The cost of the individual operations should be a close match to the cost of the llvm.vector.reduce intrinsic when going through BasicTTIImpl. I tried the following with AArch64, but it seems the costs are the same because it uses a table to calculate the cost.

Printing analysis 'Cost Model Analysis' for function 'foo':
Cost Model: Found an estimated cost of 10 for instruction:   %red = call float @llvm.vector.reduce.fadd.v4f32(float 0.000000e+00, <4 x float> %v)
Cost Model: Found an estimated cost of 0 for instruction:   ret float %red

Printing analysis 'Cost Model Analysis' for function 'bar':
Cost Model: Found an estimated cost of 3 for instruction:   %rdx.shuf = shufflevector <4 x float> %rdx, <4 x float> undef, <4 x i32> <i32 2, i32 3, i32 undef, i32 undef>
Cost Model: Found an estimated cost of 2 for instruction:   %bin.rdx = fadd <4 x float> %rdx, %rdx.shuf
Cost Model: Found an estimated cost of 3 for instruction:   %rdx.shuf7 = shufflevector <4 x float> %bin.rdx, <4 x float> undef, <4 x i32> <i32 1, i32 undef, i32 undef, i32 undef>
Cost Model: Found an estimated cost of 2 for instruction:   %bin.rdx8 = fadd <4 x float> %bin.rdx, %rdx.shuf7
Cost Model: Found an estimated cost of 0 for instruction:   %r = extractelement <4 x float> %bin.rdx8, i32 0
Cost Model: Found an estimated cost of 0 for instruction:   ret float %r

For targets which don't override this function the cost can be quite different, which is a bit of a surprise.
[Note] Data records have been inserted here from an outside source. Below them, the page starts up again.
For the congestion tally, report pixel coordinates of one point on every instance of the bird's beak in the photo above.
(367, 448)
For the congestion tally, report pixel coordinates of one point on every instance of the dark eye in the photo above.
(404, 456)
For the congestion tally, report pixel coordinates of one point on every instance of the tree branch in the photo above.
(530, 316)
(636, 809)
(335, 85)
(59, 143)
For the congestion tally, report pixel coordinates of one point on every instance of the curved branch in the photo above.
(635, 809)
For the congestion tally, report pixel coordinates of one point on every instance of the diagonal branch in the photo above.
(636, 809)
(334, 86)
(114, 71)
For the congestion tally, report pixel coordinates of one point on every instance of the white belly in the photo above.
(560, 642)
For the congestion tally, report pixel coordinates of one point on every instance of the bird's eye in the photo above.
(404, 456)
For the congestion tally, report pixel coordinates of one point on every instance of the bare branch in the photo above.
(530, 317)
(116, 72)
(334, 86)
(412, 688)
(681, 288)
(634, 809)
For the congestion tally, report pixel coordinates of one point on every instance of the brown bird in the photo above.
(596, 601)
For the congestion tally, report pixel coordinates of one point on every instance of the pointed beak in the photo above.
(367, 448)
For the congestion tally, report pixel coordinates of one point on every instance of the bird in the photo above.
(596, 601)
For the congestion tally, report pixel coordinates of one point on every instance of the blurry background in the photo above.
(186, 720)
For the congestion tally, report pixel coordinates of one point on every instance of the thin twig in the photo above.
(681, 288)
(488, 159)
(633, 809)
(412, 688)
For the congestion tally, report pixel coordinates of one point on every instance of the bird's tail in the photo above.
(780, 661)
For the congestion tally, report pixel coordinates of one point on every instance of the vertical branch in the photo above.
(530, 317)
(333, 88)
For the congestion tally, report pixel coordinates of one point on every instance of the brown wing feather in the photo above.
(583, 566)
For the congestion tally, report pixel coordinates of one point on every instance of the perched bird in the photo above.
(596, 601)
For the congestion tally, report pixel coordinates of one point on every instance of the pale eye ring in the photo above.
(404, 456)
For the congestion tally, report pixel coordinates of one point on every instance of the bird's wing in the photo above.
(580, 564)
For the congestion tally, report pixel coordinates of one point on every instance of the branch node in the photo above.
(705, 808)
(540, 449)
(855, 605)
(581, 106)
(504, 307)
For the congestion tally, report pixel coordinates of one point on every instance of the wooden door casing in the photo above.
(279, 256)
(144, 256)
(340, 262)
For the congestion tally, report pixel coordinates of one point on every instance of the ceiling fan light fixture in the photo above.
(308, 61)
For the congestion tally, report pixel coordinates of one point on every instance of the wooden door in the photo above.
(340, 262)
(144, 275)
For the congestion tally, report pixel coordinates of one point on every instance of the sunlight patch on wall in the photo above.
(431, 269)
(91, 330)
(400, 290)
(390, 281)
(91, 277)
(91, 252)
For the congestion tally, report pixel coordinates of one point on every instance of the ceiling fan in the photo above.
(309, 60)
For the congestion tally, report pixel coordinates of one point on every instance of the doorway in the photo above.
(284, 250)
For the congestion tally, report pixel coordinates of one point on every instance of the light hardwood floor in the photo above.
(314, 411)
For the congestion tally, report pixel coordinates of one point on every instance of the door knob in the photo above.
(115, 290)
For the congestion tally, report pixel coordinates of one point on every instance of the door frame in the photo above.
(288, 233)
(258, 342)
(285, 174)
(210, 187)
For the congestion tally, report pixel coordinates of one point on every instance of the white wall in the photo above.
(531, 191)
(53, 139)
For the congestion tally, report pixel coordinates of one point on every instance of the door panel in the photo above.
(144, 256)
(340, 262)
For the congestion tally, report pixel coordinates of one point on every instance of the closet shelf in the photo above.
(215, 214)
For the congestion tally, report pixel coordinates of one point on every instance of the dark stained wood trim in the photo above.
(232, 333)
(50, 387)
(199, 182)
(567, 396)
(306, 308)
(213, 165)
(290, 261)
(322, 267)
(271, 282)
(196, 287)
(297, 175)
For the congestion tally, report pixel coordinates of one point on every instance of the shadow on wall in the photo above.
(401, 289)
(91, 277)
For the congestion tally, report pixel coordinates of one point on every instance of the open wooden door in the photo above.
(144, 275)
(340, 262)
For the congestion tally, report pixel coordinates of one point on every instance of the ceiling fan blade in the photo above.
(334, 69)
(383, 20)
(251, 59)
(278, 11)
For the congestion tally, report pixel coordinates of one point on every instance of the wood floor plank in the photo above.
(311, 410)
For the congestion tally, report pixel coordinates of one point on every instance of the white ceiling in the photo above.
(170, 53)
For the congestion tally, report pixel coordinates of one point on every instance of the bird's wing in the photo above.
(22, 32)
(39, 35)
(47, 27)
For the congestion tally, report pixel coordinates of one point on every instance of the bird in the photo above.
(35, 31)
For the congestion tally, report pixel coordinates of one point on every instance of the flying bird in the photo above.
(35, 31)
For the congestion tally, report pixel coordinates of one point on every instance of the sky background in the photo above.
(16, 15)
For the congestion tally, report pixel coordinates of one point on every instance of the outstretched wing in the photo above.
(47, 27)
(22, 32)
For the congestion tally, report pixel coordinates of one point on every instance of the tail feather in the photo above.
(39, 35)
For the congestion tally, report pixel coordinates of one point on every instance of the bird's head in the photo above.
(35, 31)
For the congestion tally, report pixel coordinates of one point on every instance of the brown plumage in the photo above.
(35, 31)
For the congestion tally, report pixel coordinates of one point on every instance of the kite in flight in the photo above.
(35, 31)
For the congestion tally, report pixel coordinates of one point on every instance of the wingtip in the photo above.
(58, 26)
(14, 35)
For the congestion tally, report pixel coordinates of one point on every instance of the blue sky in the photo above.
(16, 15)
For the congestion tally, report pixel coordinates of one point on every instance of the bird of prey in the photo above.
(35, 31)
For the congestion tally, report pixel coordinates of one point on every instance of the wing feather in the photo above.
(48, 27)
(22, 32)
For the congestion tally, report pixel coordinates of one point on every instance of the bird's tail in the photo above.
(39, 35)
dmgreen updated this revision to Diff 357089.Jul 7 2021, 3:20 PM

Cheers folks. Now removed some extra code and cleaned up a comment.

This revision is now accepted and ready to land.Jul 8 2021, 12:16 AM
This revision was landed with ongoing or failed builds.Jul 9 2021, 3:51 AM
This revision was automatically updated to reflect the committed changes.